Dougherty was attracted to the two-year fellowship because it would give her, as a practitioner, an opportunity to focus on scholarship while also acquiring valuable experience teaching law. In August, she began teaching in the Advocacy Clinic, supervising students in juvenile, criminal, and rights restoration cases.

Community Commitment

What impresses Dougherty most about the clinic is its commitment to meet the community’s needs, both in accessibility and the breadth of services offered.

“From my experience, the Legal Clinic is unique in how closely the different clinics work with one another,” she says. “I’ve recently joined Professor Eric Amarante in the Transactional Law Clinic in going to meet with a newly formed community group in Knoxville. By working together, we’ve been able to offer a wide variety of services to the group from expungement to incorporation. I love the model of meeting the community where they are and providing more wrap-around services so people don’t have to go to many different organizations to access support.”

One example stands out to Dougherty of how the clinic helps change lives for the better through community support. The clinic has been partnering with Free Hearts, a Nashville-based organization founded to help restore voting rights to incarcerated and formerly incarcerated individuals. Dougherty had the opportunity to attend a Free Hearts community gathering in Nashville and hear powerful stories of the work’s impact.

“Prior to coming here, I had no idea that 1 in 12 people in Tennessee are not able to vote because of a felony conviction,” she says. “The first week I joined the clinic, I saw the clinic represent a man from Knoxville who had his full civil rights restored after losing them over twenty years ago for a drug offense. I was moved to see how significant the restoration was to him and his family.”

Through the Legal Clinic, law students gain real-world legal experience by working directly in the community representing clients in criminal, juvenile, and civil cases, petitioning for orders of protection, creating businesses and nonprofit organizations, expunging charges, and mediating disputes. Dougherty says it is incredible seeing students engaged in such meaningful work. “I love the students!” she says. “I’ve loved watching them grow over the semester and show such strong commitment to their clients.”

Program Benefits

As she watches the students grow, Dougherty is also expanding her own practical experience into areas beyond juvenile rights, and into the teaching realm as well.

With Dougherty’s fellowship, the clinic gained a practitioner who can help increase the clinic’s case load and work with more student attorneys, allowing the program to increase enrollment and training.
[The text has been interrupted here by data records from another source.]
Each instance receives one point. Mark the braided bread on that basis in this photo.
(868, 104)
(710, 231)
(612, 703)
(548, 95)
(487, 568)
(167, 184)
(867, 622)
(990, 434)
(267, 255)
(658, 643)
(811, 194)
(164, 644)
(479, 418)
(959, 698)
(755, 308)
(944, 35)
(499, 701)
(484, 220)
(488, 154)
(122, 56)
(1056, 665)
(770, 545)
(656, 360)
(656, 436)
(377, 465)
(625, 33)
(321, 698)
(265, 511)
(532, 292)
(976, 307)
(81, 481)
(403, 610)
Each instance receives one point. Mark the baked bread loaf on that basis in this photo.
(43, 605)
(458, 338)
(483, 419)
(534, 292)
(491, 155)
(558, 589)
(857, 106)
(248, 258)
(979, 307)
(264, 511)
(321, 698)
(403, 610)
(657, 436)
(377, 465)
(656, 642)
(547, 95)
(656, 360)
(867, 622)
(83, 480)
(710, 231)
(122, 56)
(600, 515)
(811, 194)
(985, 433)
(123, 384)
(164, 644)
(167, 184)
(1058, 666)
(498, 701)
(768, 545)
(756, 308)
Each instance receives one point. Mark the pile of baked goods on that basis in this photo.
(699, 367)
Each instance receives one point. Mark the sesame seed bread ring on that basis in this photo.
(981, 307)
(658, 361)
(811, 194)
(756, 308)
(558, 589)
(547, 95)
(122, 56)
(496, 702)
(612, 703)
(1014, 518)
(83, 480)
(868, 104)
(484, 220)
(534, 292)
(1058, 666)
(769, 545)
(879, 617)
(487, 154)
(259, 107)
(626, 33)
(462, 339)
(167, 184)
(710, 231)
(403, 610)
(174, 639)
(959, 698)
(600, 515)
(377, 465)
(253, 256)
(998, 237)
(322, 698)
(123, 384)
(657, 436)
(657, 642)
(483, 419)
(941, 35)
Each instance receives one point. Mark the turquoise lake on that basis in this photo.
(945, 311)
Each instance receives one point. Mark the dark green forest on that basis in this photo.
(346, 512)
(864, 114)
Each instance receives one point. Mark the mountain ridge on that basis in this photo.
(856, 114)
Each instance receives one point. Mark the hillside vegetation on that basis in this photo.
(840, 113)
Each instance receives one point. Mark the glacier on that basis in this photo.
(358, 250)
This meets a real need given the fact that there is often a waitlist for the Advocacy Clinic.

Radice, who also teaches with Dougherty in the Advocacy Clinic, says she appreciates how Dougherty has benefitted the program since her arrival.

“Tyler has brought amazing expertise and energy to the clinic,” Radice says. “She is helping our students see their advocacy in different ways and introducing different types of cases to Advocacy Clinic’s docket.” Given the generous financial support of alumni and friends, the Legal Clinic’s campaign is making meaningful progress towards achieving the $5 million endowment goal necessary to sustain these critically important Fellowships.